At times some of the best efforts behind the best causes are unassuming and subtle. Walk into Wesley Owens Coffee & Cafe and it’s unlikely you’d notice one of the greatest things that local coffee is achieving on the global scale.

The cafe itself is a superb location for those long study sessions or bookclubs or sourcing hard-to-find UK treats. Current owners Fabian and Lindsey Leite hail from South Africa by way of London, and British influences throughout the cafe are hard to miss. However, what the baristas will gladly tell you is that they are the sole location serving Global Grounds Coffee. And each bag of coffee subtly states: “A portion of sales donated to fight human trafficking.”

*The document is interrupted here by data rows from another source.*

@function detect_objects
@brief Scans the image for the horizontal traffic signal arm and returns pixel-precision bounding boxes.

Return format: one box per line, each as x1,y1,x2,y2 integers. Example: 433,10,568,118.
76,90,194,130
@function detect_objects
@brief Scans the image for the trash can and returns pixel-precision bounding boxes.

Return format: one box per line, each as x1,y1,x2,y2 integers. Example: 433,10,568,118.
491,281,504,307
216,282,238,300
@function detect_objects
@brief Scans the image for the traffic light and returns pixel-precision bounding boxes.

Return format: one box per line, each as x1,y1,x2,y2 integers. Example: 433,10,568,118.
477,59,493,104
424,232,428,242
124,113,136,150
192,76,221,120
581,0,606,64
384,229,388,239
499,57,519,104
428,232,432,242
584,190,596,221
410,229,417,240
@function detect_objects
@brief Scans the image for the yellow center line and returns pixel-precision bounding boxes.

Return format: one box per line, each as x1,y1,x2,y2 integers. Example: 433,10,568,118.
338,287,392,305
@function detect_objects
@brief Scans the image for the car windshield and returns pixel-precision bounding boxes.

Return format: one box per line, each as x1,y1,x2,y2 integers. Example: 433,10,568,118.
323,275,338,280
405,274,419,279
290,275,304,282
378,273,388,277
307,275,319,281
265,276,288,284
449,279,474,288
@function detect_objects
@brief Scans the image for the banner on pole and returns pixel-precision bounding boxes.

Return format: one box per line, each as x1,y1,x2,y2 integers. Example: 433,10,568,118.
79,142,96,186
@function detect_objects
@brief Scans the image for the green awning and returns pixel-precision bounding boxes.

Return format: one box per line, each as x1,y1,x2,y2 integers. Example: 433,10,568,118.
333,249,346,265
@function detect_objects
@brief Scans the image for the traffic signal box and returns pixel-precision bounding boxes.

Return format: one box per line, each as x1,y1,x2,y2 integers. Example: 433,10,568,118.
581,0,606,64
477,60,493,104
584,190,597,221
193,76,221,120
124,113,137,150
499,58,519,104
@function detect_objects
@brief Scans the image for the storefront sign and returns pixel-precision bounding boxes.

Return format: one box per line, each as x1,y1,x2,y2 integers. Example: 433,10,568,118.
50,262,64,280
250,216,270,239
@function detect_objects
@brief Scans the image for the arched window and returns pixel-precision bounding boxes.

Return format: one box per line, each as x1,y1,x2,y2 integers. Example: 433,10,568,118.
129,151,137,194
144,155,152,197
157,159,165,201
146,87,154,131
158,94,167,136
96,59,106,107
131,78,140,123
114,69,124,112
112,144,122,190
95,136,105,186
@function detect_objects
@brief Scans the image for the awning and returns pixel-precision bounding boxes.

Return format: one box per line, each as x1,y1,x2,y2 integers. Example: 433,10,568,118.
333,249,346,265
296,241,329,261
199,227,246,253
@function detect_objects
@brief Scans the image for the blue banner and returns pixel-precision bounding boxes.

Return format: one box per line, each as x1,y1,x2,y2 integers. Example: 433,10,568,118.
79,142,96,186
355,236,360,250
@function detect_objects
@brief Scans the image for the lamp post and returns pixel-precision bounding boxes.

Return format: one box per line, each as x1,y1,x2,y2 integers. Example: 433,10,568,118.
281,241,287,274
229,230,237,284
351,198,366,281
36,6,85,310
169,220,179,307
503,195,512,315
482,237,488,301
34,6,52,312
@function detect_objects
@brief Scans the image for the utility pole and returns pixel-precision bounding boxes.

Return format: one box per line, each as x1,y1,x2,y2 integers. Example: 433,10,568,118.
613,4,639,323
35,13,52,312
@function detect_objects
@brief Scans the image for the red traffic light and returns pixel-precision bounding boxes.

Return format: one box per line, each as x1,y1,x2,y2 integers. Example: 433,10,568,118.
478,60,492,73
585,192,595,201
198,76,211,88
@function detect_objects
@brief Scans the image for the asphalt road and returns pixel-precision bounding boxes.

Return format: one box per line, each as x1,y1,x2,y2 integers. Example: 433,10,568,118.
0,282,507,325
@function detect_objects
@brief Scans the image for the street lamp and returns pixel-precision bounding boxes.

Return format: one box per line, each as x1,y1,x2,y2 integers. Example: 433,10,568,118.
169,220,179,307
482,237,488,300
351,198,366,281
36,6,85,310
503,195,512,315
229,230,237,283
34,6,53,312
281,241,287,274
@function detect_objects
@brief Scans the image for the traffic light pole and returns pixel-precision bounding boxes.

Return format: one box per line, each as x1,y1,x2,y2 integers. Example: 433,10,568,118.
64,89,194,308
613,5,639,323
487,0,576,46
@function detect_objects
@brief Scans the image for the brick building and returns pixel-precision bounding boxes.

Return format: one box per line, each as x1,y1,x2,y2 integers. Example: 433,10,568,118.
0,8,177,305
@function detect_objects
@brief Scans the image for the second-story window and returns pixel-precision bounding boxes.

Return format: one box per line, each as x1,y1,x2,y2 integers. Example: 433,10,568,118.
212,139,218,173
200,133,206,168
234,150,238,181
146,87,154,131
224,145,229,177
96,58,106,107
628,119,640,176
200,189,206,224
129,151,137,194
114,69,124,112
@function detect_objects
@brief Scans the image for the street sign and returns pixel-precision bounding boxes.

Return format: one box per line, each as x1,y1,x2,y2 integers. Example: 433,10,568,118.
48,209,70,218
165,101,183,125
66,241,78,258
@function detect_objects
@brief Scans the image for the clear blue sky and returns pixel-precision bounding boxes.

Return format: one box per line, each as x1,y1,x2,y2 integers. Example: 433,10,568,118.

Global Grounds has chosen to look beyond the local coffee scene, even beyond the coffee industry as a whole, and turn their attention to a larger metanarrative at the global scale. For half a decade, Global Grounds has been donating a portion of their proceeds to the fight against human trafficking. By partnering with Exodus Road, further resources are being funneled into the work of “gathering evidence, utilizing technology, supporting locals, and facilitating rescue missions.” Since their inception in 2012, Exodus Road has worked in four countries, rescued more than 1,300 survivors and seen 647 perpetrators arrested.

Such success is to be admired. Many visionaries, such as Matt and Laura Parker of Exodus Road, Rob Morris of Love 146 and Gary Haugen of International Justice Mission, have sacrificed and risked much in the pursuit of justice and equity for the oppressed and marginalized.

Contrary to common thought, such world changing work is not necessarily beyond the scope or ability of us “everyday” “common” folk. Sipping our coffee and enjoying a seasonal muffin may not seem life changing (although that pumpkin muffin at Wesley Owens Cafe is excellent), but when the right people are involved along the supply chain, the many small decisions of many contributing individuals can and will aggregate into a global impacting difference.

So, while you may not be able to relocate to Southeast Asia to fight the exploitation of boys and girls in the gruesome sex trade, you can play your part in patronal support of small businesses with large visions like those of Wesley Owens, Global Grounds and Exodus Road.